The 88 Generation movement harbours two credible candidates for the highest office though: Ko Ko Gyi and Min Ko Naing.

The latter is not interested in a role in party politics, but Ko Ko Gyi is and it would be a strategic masterstroke if the NLD catapulted him into a prominent leadership position.

It is hardly a secret that one of the few issues in which the ruling USDP has an edge over the NLD concerns Muslims in general and Rohingya in particular.

Daw Aung San Suu Kyi’s credibility as a Nobel Peace Prize laureate and champion of human rights and democracy has been tarnished by her reluctance to speak out more strongly about the situation in Rakhine State. As an ambitious politician she has little to gain from doing so.

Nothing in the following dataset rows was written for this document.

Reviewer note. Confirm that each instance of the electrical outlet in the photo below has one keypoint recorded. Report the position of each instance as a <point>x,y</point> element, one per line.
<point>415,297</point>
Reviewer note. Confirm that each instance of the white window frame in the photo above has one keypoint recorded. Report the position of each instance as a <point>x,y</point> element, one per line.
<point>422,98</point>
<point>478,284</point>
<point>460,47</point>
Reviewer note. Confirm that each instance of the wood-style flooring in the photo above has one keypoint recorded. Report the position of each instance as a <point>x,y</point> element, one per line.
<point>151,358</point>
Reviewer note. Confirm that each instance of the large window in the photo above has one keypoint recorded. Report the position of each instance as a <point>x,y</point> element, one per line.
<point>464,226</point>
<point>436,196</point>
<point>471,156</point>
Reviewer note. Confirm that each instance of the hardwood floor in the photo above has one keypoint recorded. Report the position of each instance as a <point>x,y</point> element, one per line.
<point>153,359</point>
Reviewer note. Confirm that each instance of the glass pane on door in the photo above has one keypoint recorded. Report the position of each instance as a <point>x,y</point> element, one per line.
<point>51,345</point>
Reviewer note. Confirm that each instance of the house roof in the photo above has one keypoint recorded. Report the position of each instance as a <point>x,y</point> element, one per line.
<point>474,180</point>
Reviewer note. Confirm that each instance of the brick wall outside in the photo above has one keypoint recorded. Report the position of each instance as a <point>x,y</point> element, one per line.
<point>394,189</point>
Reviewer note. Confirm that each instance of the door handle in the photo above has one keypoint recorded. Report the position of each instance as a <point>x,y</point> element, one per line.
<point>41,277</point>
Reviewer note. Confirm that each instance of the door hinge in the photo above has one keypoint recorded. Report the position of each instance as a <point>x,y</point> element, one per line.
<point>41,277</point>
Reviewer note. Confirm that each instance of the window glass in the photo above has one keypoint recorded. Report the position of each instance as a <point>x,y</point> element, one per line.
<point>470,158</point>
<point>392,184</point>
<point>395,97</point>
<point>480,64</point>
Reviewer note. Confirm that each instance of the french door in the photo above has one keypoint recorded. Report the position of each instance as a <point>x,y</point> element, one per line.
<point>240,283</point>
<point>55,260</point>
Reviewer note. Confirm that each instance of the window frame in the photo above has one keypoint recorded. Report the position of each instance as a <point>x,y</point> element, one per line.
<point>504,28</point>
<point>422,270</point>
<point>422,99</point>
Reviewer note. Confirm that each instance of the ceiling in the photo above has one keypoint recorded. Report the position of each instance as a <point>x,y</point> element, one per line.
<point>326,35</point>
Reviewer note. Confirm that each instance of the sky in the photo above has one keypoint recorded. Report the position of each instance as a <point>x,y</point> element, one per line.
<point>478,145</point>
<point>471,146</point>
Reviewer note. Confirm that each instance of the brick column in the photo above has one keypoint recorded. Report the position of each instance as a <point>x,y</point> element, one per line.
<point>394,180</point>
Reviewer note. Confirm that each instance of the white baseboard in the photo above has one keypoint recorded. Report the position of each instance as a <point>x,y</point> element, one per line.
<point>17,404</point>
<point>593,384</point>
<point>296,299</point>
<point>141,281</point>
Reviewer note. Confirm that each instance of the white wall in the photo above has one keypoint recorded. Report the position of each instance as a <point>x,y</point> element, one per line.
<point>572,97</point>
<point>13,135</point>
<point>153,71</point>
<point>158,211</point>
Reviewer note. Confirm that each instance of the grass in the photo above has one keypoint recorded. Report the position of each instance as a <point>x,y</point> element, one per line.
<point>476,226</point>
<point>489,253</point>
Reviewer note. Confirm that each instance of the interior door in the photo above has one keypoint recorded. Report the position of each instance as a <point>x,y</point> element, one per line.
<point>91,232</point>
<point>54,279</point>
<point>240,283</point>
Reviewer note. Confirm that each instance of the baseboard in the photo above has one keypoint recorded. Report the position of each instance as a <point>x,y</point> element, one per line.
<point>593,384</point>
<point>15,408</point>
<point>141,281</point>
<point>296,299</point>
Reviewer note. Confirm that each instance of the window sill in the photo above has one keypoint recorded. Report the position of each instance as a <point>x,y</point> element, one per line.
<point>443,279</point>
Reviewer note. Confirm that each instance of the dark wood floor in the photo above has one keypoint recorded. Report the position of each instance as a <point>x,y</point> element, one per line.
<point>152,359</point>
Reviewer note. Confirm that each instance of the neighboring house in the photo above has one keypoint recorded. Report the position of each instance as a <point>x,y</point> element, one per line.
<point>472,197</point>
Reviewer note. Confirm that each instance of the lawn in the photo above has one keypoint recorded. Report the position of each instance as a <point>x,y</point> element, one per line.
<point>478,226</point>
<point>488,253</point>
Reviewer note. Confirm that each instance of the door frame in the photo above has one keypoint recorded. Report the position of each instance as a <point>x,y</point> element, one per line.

She knows it would alienate many NLD supporters. For hardline Buddhist nationalists, even her cautious, minimal expressions of concern about the situation in Rakhine and sectarian violence elsewhere have been too much. Social media posts have accused her of being pro-Muslim; some have called her “Haji-ma”.

Ko Ko Gyi, on the other hand, has been outspoken about the Rohingya.

In an interview with the Editor-in-Chief of Frontier in late 2014, he said the Rohingya were encircling the homeland of the Rakhine Buddhists and having too many children. “We need to control population growth in Rakhine. Of course the Buddhist population is afraid,” he said, adding that there is no Rohingya ethnic group and that Muslims had murdered 20,000 Rakhine Buddhists in 1942.

Most Myanmar share his opinions.

Ko Ko Gyi’s 88 Generation reputation, his status as one of the country’s three best-known democratic politicians and his views on the situation in Rakhine mean that he might be just the candidate the NLD needs to lure voters away from the USDP.

It won’t be a pretty spectacle. But then again, the fight for power is rarely a beauty contest.